2018年10月24日 | 学年だよりなど

    学年だより「才能をつくる」


 「絶対音感」という能力がある。世の中のありとあらゆる音を聞き分け、これはド、これはソ、これはミとファが混じった音と聞き分け、演奏という形で再現することもできる能力だ。
 有名な音楽家でも、持っている人と持ってない人がいる。
 数十年前までは、天賦の才能の一つとされていたものだが、現在では「適切な経験と訓練」によってたいていの人が習得できる能力と考え始められている。
 バイオリンややチェロの演奏家になるには、左手の動きに徹底的な訓練が必要となる。
 プロの弦楽器奏者の脳を調べてみると、左手をコントロールする脳の領域が、一般人と比較して圧倒的に大きくなっていることがわかってきた。


 ~ 音楽のトレーニングはさまざまなかたちで脳の構造や機能を変え、その結果として音楽を演奏する能力が向上する。
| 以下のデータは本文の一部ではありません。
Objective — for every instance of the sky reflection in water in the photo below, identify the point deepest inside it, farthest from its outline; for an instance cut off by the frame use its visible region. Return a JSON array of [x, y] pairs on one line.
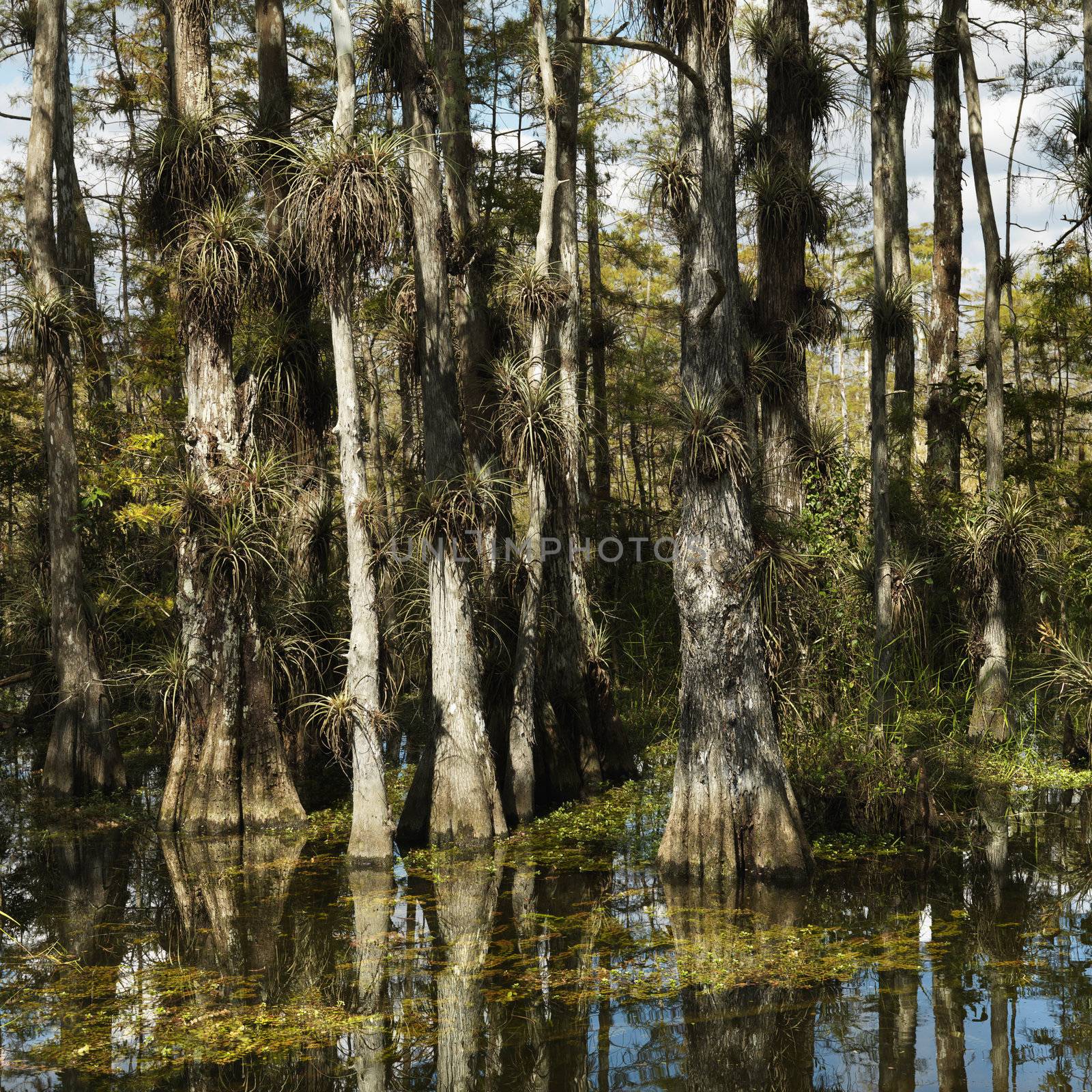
[[265, 964]]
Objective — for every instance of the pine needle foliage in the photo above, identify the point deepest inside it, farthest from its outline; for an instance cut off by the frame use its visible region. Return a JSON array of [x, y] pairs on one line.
[[223, 255]]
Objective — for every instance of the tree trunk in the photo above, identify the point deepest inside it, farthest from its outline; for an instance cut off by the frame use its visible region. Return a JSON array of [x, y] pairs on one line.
[[733, 811], [74, 245], [579, 684], [371, 835], [519, 784], [942, 416], [227, 766], [597, 333], [83, 753], [455, 795], [305, 407], [902, 351], [782, 289], [990, 715], [373, 891], [882, 606]]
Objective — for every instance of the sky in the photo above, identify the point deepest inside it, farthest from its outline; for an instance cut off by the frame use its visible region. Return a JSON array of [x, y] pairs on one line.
[[1037, 211]]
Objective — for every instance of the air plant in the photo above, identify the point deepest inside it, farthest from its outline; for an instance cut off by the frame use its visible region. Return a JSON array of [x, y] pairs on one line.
[[713, 442], [223, 253], [893, 66], [238, 549], [789, 198], [345, 202], [44, 320], [386, 42], [531, 294], [893, 313], [456, 507], [672, 183], [751, 136], [172, 678]]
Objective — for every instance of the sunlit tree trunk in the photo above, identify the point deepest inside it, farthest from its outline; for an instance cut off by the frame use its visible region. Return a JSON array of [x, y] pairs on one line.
[[470, 303], [371, 835], [455, 795], [733, 811], [990, 715], [83, 753], [781, 250], [227, 768], [74, 245], [902, 349], [942, 416], [882, 607], [597, 330]]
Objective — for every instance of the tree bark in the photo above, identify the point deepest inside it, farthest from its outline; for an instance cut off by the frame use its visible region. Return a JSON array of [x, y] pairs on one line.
[[990, 715], [74, 245], [942, 416], [455, 794], [733, 811], [519, 784], [83, 753], [371, 833], [902, 351], [579, 685], [782, 287], [227, 768], [882, 606], [597, 333]]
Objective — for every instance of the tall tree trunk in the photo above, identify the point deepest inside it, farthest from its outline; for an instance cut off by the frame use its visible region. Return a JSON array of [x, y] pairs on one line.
[[76, 249], [579, 684], [519, 784], [942, 416], [470, 300], [882, 606], [455, 794], [371, 833], [733, 811], [597, 333], [227, 768], [782, 289], [1087, 61], [306, 407], [902, 351], [990, 715], [83, 753]]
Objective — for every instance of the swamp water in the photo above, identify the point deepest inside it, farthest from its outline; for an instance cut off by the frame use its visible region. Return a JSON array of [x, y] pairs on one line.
[[560, 962]]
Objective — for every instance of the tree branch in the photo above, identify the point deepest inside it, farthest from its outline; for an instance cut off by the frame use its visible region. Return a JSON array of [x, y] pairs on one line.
[[650, 47], [707, 313]]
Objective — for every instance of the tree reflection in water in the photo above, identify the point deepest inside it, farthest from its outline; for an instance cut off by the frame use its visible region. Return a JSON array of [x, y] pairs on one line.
[[265, 962]]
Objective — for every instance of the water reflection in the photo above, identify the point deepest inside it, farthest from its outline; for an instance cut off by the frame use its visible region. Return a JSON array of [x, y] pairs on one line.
[[268, 964]]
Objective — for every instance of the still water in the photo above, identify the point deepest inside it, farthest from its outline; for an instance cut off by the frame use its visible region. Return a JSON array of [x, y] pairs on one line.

言葉を変えれば、効果的な練習をすると、単に楽器の弾き方が身につくだけではない。演奏する能力そのものが高まるのだ。効果的な練習は、音楽を演奏するときに使う脳の領域を作り替え、ある意味では自らの音楽の「才能」を高める作業にほかならない。 (アンダース・エリクソン『超一流になるのは才能か努力か?』文藝春秋 ~


 音楽家は、演奏技能を習得するためだけに練習しているのではない。
 持って生まれた脳では不可能な演奏をするために、自分で自分の脳を作り変えているのだ。
 その結果として、彼らの演奏は人の心をうつものになる。
 聴いている側は、想像もできない美しい世界に連れて行かれ、彼らは常人にはない天賦の才能をもつ人たちだと判断する。
 実際には、常人が想像しづらいほどの練習を積んだ結果として、その演奏が生まれたのだ。
 振り返ってみると、入学したときと比べて、卒業時にはおどろくほど伸びていたと感動した先輩達を、何人も思い浮かべることができる。勉強でも部活でも。
 入学時の能力からは想像もできないレベルに達していったその姿は、「適切な経験と訓練」で中身自体が変わったからだと考えれば、納得できる。
 天から与えられたものが「才能」ではない。
 それを自分でどれくらい変えられたかによって、その人の才能の総量が決まる。
 「与えられたもの」ではなく、「自分で作るもの」と考えることができるなら、勉強や練習の方法論も変わってくるはずだ。
 どんな分野においても、ある能力を開発するために長期間にわたって訓練を続けると、それに関係する脳の領域に変化が生じる。
 脳そのものを自分で変えれるなら、「無限の可能性」という言葉さえ絵空事でなくなる。
 環境をかえることは難しい。この学校で学ぶこと、住んでいる場所、家族……。体型、容姿、性格といった自分もなかなか変えにくい。
 勉強で脳を変えることができるのなら、勉強こそ人生を変える手段といえる。